Recognizing the Value of Women’s Role in Social Media and Societal Change

A short time ago, Jessica Faye Carter – an award-winning author and columnist – wrote a piece for that outlined “how social media presents women with increased opportunities for influence and professional development.” The feedback she received from readers (men and women), however, was heavily weighted with opinions that depicted women’s interest in social media as superficial “girl talk” or summed it up as a natural ability as “connectors.” Today, Carter presents a more in-depth examination to support her theory as to why social media presents women with a platform for professional gain and cultural influence.

Let’s start with the boldest reality: Of the 87 million women active on the Internet, an estimated 67.5 million women are engaged with social media, Carter explained. In fact, she claims that such an outstanding measurement clearly demonstrates that there’s a bit more to the story than the simple enjoyment of social interaction.

Sociolinguists denote women as innovators in communication, especially in regard to new forms of languages. Therefore, Carter began her research at the foundation of this principle and uncovered an impressive timeline of women’s innovative movements and cultural influence throughout previous centuries. Below are highlights of her findings.

• In 15th century England, women were responsible for the switch from ye to you

• Common phrases such as Like and Oh my God (known as Valley Girl uptalk) were started by young women in California

• During the mid-20th century a group of young women from Oberwart, Austria (a society that had resisted the influence of German language for almost 400 years) shifted the primary language of a bilingual community from Hungarian to German

Today, women continue to thrive with linguistic innovation, Carter explained, flocking toward social media – a hybrid of written and spoken language – to cultivate their ideals.

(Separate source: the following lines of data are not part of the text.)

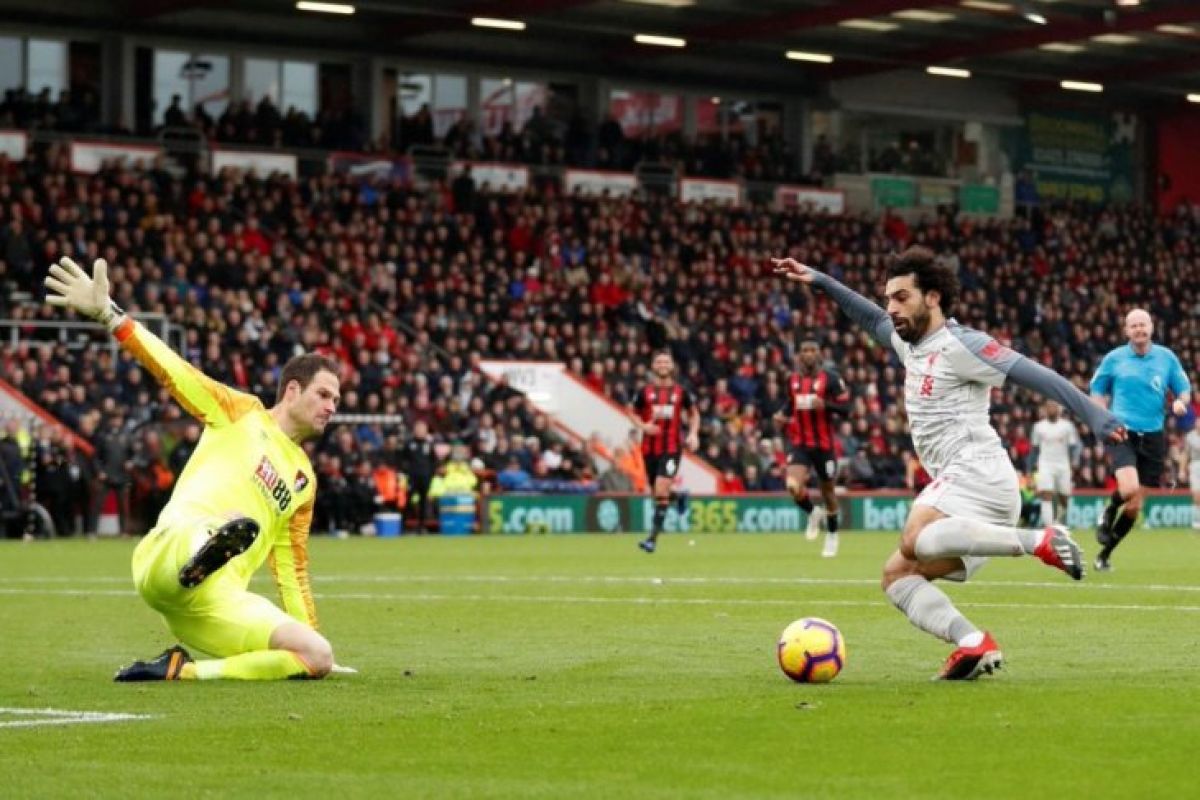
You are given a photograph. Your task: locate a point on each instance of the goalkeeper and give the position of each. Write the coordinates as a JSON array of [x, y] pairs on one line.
[[245, 497]]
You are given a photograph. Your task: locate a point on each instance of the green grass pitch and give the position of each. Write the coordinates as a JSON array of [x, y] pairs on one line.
[[580, 667]]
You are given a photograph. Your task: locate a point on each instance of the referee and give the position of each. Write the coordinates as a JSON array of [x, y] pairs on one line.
[[1137, 378]]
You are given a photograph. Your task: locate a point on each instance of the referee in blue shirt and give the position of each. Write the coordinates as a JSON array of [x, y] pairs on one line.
[[1137, 377]]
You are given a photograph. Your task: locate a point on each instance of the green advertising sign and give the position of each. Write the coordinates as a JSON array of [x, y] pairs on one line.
[[1078, 156], [977, 198], [894, 192], [533, 513]]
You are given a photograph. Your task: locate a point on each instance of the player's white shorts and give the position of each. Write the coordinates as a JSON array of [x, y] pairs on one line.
[[982, 488], [1055, 479]]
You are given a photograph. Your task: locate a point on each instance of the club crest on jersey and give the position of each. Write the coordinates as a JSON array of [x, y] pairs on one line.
[[274, 485], [663, 411]]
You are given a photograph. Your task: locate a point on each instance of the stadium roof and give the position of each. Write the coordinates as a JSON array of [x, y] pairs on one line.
[[1144, 48]]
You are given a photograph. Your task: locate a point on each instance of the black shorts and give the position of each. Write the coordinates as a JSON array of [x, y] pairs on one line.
[[821, 462], [665, 465], [1147, 452]]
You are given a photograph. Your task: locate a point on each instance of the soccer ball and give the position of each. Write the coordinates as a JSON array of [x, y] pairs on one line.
[[811, 650]]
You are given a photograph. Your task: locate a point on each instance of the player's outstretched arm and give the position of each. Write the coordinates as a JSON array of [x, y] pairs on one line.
[[993, 364], [1031, 374], [209, 401], [861, 310]]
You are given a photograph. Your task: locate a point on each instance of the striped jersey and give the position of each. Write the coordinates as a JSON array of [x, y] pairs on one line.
[[814, 427], [663, 405]]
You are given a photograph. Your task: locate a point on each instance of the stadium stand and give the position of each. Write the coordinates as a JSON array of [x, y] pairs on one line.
[[409, 288]]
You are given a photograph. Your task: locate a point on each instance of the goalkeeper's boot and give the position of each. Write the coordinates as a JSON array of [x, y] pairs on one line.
[[817, 519], [681, 498], [226, 542], [1060, 551], [1104, 536], [967, 663], [167, 666]]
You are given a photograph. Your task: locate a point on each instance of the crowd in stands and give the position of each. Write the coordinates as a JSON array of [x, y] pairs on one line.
[[539, 140], [409, 288], [545, 142], [67, 112]]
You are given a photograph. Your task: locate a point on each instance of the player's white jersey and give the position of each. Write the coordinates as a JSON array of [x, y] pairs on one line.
[[948, 395], [1192, 444], [1192, 441], [1054, 441]]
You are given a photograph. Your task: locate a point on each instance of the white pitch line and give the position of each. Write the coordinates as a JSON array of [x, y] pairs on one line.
[[733, 601], [59, 716], [617, 579], [640, 601]]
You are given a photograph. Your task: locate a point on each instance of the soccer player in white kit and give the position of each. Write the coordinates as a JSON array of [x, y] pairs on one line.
[[1192, 444], [969, 511], [1057, 446]]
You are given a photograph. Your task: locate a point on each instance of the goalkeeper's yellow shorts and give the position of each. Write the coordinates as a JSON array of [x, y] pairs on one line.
[[219, 617]]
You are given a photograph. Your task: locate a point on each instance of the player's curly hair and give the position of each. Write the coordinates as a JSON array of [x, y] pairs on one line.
[[303, 368], [930, 274]]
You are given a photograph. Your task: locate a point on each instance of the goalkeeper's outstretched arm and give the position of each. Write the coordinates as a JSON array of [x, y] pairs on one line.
[[209, 401]]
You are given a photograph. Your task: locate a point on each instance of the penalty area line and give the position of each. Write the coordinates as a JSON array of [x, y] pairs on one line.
[[37, 717]]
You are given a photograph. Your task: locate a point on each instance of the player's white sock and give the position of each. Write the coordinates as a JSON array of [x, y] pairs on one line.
[[958, 536], [930, 609]]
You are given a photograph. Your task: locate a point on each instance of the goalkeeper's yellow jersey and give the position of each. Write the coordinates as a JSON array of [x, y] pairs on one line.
[[244, 465]]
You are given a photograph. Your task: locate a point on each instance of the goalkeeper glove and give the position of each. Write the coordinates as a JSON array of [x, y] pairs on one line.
[[70, 286]]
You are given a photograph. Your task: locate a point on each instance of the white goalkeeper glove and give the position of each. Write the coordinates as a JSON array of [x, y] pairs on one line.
[[70, 286]]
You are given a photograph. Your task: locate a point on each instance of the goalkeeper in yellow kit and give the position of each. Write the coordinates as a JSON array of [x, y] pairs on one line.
[[245, 497]]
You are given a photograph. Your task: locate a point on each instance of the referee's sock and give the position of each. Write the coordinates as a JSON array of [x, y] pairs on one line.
[[1110, 511], [1121, 529]]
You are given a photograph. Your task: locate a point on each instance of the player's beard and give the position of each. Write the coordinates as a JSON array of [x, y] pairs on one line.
[[915, 329]]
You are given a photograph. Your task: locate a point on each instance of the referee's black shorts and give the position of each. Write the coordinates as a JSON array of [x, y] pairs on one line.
[[1147, 452]]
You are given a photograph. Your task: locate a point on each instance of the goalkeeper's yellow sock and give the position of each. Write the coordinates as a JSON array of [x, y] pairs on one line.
[[261, 665]]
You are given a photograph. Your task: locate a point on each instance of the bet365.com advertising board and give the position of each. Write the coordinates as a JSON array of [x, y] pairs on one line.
[[541, 513]]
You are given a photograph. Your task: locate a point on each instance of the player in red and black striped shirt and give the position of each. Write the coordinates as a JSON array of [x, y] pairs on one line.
[[814, 395], [659, 410]]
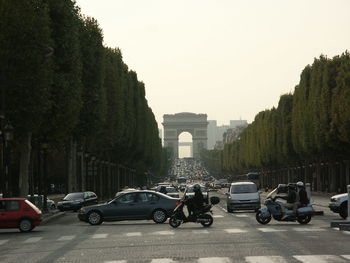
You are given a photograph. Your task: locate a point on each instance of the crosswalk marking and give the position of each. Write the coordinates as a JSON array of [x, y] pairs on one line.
[[265, 259], [163, 260], [164, 233], [65, 238], [305, 229], [214, 260], [133, 234], [235, 230], [32, 239], [99, 236], [320, 259], [200, 231], [3, 241], [270, 229]]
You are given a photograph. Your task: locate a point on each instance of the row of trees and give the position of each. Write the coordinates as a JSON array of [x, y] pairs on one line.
[[310, 126], [61, 85]]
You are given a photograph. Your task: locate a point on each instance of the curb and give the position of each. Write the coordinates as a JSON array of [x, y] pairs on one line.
[[53, 216]]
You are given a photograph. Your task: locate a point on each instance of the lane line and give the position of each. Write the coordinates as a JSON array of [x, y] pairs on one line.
[[65, 238], [133, 234], [319, 258], [214, 260], [95, 236], [265, 259], [32, 240]]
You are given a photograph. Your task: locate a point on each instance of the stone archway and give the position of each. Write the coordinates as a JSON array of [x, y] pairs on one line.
[[195, 124]]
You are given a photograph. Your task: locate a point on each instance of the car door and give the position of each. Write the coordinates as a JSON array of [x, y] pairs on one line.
[[10, 215], [125, 207]]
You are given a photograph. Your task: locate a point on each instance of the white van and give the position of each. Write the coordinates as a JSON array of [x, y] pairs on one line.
[[243, 196]]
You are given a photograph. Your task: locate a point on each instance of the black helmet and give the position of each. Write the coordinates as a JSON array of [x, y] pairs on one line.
[[196, 188]]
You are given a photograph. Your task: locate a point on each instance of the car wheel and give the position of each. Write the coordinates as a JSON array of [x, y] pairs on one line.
[[344, 210], [25, 225], [159, 216], [95, 218]]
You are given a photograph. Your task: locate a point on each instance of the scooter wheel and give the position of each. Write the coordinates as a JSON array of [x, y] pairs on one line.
[[174, 222], [304, 219], [261, 219], [209, 222]]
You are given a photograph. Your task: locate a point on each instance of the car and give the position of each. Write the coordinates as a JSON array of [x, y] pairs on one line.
[[339, 204], [131, 205], [243, 196], [75, 201], [171, 191], [19, 213], [190, 193], [38, 200]]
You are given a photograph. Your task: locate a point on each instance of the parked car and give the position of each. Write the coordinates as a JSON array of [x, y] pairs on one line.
[[189, 192], [339, 204], [19, 213], [243, 196], [38, 200], [131, 205], [75, 201]]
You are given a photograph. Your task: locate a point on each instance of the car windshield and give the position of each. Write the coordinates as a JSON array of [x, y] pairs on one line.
[[243, 188], [74, 196]]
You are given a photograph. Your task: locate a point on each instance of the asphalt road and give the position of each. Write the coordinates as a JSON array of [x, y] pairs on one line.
[[235, 237]]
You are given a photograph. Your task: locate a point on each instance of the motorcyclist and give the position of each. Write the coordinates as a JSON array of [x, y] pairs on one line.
[[291, 199], [195, 203], [303, 199]]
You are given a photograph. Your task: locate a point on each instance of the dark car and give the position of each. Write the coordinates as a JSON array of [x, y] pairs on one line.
[[75, 201], [19, 213], [131, 205]]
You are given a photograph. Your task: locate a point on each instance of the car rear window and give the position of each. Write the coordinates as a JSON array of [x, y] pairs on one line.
[[74, 196], [243, 188]]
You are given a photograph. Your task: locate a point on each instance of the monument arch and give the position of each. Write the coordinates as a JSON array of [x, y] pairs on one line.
[[195, 124]]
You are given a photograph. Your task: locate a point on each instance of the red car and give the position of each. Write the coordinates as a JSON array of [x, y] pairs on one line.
[[19, 212]]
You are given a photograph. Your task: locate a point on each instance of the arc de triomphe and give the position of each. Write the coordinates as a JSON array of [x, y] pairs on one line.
[[195, 124]]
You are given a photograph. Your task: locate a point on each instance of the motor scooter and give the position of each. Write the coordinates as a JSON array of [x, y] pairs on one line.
[[201, 216], [273, 210]]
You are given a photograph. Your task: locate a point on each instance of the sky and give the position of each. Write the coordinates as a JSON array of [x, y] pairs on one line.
[[229, 59]]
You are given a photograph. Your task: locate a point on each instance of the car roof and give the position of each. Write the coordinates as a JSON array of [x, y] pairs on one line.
[[238, 183]]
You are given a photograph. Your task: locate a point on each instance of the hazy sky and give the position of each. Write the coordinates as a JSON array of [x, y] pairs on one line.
[[226, 58]]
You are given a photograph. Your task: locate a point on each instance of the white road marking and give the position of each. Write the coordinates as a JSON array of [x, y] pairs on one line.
[[319, 258], [270, 229], [116, 261], [133, 234], [235, 230], [305, 229], [32, 239], [3, 241], [200, 231], [265, 259], [99, 236], [164, 233], [241, 215], [65, 238], [214, 260], [162, 260]]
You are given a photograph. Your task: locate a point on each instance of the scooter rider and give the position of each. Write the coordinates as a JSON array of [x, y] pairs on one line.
[[291, 199], [195, 203]]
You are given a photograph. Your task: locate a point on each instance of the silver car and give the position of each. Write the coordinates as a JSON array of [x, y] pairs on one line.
[[131, 205]]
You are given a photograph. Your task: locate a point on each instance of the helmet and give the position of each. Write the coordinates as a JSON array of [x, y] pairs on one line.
[[300, 184], [196, 188]]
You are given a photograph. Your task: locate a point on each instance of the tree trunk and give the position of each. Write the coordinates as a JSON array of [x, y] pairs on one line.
[[25, 151]]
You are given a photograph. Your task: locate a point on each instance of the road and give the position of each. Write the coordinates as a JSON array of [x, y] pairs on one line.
[[235, 237]]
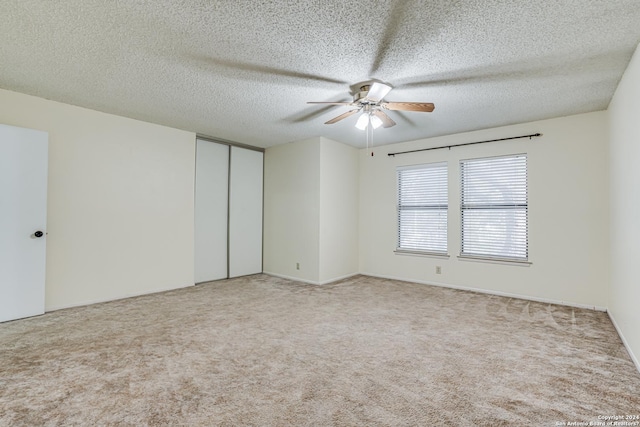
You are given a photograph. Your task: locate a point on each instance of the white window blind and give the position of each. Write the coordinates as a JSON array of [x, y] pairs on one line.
[[494, 208], [422, 208]]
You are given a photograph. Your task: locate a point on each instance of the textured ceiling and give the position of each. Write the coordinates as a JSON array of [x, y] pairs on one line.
[[242, 70]]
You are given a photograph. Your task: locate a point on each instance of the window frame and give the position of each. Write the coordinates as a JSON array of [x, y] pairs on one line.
[[501, 208], [441, 185]]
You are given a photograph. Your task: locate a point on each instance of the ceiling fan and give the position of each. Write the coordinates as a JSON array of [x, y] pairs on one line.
[[369, 101]]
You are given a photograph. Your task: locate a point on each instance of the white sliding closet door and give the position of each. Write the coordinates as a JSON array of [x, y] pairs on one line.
[[211, 210], [245, 212]]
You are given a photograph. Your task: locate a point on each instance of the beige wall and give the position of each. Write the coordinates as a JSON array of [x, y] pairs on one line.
[[568, 213], [120, 202], [338, 210], [311, 210], [624, 295], [292, 210]]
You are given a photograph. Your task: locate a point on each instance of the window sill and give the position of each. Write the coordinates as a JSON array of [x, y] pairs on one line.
[[489, 260], [422, 254]]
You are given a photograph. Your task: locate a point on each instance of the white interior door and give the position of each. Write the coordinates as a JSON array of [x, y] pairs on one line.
[[23, 217], [211, 210], [245, 212]]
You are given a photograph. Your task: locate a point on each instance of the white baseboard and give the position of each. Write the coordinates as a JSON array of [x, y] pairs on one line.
[[100, 301], [624, 341], [310, 282], [491, 292]]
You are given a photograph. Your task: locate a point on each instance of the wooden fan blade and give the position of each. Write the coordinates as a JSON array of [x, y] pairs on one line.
[[425, 107], [387, 122], [342, 116], [330, 103]]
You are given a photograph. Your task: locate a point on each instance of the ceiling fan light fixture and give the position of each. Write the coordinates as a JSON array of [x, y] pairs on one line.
[[378, 91], [375, 122], [363, 121]]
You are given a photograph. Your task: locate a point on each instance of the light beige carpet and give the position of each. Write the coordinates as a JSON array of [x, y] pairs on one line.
[[264, 351]]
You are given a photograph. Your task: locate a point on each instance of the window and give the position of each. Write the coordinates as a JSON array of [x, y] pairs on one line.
[[494, 208], [422, 208]]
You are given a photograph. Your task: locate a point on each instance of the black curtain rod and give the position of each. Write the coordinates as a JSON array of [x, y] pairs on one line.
[[533, 135]]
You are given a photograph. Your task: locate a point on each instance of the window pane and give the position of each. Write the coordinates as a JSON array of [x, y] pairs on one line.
[[494, 207], [422, 208]]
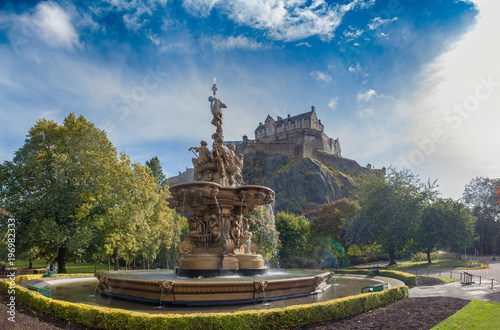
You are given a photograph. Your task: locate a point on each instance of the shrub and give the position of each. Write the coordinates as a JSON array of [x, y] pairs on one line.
[[434, 256], [280, 318]]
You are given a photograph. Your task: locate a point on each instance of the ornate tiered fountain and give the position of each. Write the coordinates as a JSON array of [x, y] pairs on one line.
[[219, 241]]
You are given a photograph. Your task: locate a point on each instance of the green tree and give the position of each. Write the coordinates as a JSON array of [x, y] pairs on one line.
[[445, 224], [479, 195], [52, 187], [393, 204], [335, 221], [157, 171], [138, 219], [294, 232]]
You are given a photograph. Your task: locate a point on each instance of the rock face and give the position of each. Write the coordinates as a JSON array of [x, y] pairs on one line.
[[300, 184]]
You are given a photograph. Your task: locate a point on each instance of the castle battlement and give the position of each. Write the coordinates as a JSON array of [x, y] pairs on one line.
[[304, 128]]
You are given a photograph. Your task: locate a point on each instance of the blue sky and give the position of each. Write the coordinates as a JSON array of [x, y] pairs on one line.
[[411, 84]]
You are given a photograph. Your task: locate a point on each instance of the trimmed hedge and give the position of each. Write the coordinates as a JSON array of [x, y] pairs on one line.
[[280, 318], [24, 278], [406, 278]]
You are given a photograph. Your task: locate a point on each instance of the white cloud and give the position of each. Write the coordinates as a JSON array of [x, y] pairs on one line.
[[318, 75], [364, 113], [352, 33], [133, 21], [199, 8], [366, 96], [290, 20], [356, 68], [54, 25], [454, 132], [333, 103], [378, 21], [239, 42]]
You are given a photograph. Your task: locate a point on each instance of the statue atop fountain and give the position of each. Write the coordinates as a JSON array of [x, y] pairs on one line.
[[219, 240]]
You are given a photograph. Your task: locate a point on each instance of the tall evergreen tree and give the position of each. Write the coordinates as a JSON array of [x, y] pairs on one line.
[[157, 171]]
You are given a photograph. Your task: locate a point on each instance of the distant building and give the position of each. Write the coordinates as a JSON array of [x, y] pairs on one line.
[[299, 136], [301, 129]]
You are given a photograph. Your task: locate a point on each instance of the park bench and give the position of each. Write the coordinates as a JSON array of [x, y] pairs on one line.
[[375, 288], [50, 273], [467, 279], [43, 291]]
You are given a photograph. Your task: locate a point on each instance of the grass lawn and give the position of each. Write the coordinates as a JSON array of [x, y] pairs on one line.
[[71, 267], [439, 264], [476, 315]]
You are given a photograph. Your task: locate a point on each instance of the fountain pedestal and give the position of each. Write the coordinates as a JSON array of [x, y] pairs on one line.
[[219, 240]]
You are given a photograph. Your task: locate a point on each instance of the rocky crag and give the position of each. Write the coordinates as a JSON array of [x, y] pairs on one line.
[[303, 184]]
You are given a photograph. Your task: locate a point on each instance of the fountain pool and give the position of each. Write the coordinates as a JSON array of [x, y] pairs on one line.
[[85, 292]]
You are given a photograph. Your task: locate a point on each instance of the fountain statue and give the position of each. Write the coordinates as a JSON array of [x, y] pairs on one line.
[[218, 241]]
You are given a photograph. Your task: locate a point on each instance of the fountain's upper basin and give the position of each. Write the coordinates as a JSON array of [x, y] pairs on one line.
[[228, 290], [208, 193]]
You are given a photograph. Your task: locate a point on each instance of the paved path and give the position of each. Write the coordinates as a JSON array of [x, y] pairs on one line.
[[477, 291]]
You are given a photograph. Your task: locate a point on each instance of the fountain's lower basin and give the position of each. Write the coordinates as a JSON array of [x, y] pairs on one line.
[[209, 292]]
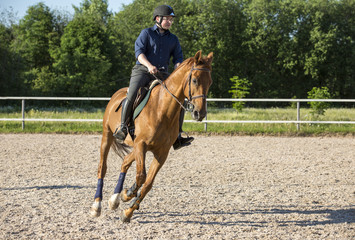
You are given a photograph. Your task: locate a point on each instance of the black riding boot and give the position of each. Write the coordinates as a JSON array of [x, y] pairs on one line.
[[121, 134], [180, 141]]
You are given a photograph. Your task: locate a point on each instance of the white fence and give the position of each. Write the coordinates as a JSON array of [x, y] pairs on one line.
[[298, 120]]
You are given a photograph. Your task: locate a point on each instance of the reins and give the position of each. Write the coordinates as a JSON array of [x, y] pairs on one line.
[[188, 81]]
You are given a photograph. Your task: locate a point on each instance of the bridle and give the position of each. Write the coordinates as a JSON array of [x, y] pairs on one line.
[[188, 81]]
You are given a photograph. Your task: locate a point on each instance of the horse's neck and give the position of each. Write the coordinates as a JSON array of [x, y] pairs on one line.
[[176, 81]]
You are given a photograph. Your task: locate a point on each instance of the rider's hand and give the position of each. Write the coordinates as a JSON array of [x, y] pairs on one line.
[[152, 69]]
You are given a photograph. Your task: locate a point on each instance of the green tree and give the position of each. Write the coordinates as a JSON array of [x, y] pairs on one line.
[[240, 89], [10, 67], [32, 43], [318, 108]]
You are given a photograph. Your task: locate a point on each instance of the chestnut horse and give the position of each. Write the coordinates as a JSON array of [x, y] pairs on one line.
[[156, 129]]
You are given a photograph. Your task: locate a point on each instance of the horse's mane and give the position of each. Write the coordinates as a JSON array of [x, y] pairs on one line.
[[191, 60]]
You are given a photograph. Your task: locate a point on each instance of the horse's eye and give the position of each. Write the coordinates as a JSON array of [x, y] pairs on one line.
[[194, 81]]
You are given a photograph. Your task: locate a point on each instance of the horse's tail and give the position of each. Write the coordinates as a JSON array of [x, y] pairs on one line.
[[120, 149]]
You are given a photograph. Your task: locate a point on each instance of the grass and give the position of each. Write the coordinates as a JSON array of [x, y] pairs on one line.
[[333, 114]]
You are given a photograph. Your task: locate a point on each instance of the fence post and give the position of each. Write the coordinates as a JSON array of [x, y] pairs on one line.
[[23, 114], [298, 115]]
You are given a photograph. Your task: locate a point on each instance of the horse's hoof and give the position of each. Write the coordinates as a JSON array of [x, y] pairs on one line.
[[95, 210], [123, 217], [126, 198], [114, 201]]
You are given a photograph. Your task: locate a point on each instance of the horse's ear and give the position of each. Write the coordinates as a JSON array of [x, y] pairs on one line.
[[198, 57], [210, 58]]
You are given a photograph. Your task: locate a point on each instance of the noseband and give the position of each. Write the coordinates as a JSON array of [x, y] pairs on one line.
[[193, 68]]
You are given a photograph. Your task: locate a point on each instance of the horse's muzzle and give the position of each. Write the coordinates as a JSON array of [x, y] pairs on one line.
[[198, 115]]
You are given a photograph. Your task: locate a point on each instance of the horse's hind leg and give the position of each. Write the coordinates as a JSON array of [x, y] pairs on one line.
[[114, 200], [106, 142], [155, 166]]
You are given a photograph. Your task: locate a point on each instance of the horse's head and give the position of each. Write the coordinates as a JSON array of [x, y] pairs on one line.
[[198, 82]]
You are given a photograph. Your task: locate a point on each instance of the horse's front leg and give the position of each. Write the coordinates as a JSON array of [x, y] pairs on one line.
[[114, 201], [106, 142], [155, 166], [139, 152]]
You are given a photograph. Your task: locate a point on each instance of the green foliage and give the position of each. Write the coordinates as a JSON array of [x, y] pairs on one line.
[[318, 108], [240, 89]]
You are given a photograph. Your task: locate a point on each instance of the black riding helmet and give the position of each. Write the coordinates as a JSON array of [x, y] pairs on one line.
[[163, 10]]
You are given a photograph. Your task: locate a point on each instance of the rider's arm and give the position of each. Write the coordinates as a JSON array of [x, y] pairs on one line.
[[143, 60]]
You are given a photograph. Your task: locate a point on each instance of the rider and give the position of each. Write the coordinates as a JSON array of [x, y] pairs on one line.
[[153, 49]]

“Social media represents an identity that is modern, connected and a little bit daring. It’s an identity that’s understood to be comfortable with a certain amount of transparency, promotes information and has a global outlook as technology crosses geographic boundaries. It is participative in nature and this opportunity to add new layers to their identities is part of what makes social media so attractive to women,” Carter explained.

Another, more practical, reason social media projects a tantalizing platform to women is the variety of benefits and improvements it provides to a woman’s quality of life . Social networks grant women the resources to easily and efficiently manage numerous aspects of their day-to-day routines.

In the grander sense, social media – like alterations to a language – is a symbol of social change and these interactive networks provide increased access to both information and platforms to express thoughts and ideas.

“Women stand to benefit from this type of social change more than men because women generally have less access to influential networks and leadership roles in society than men do. We sometimes forget that despite considerable progress, women continue to confront numerous inequities and considerable marginalization from influence in our society. It is precisely these challenges that fuel women’s greater interest in social media and social change,” Carter said.

In summary, it’s vital that, as a society, we recognize women as equals and disregard any stereotypes, especially about their strengths or intentions as a people. These misconstrued notions only hinder our society’s ability to comprehend the reality of women’s interest in emerging technologies as a piece of their identity. Therefore, by acknowledging the truth about women’s engagement with social media, businesses are able to effectively market their brand to women online.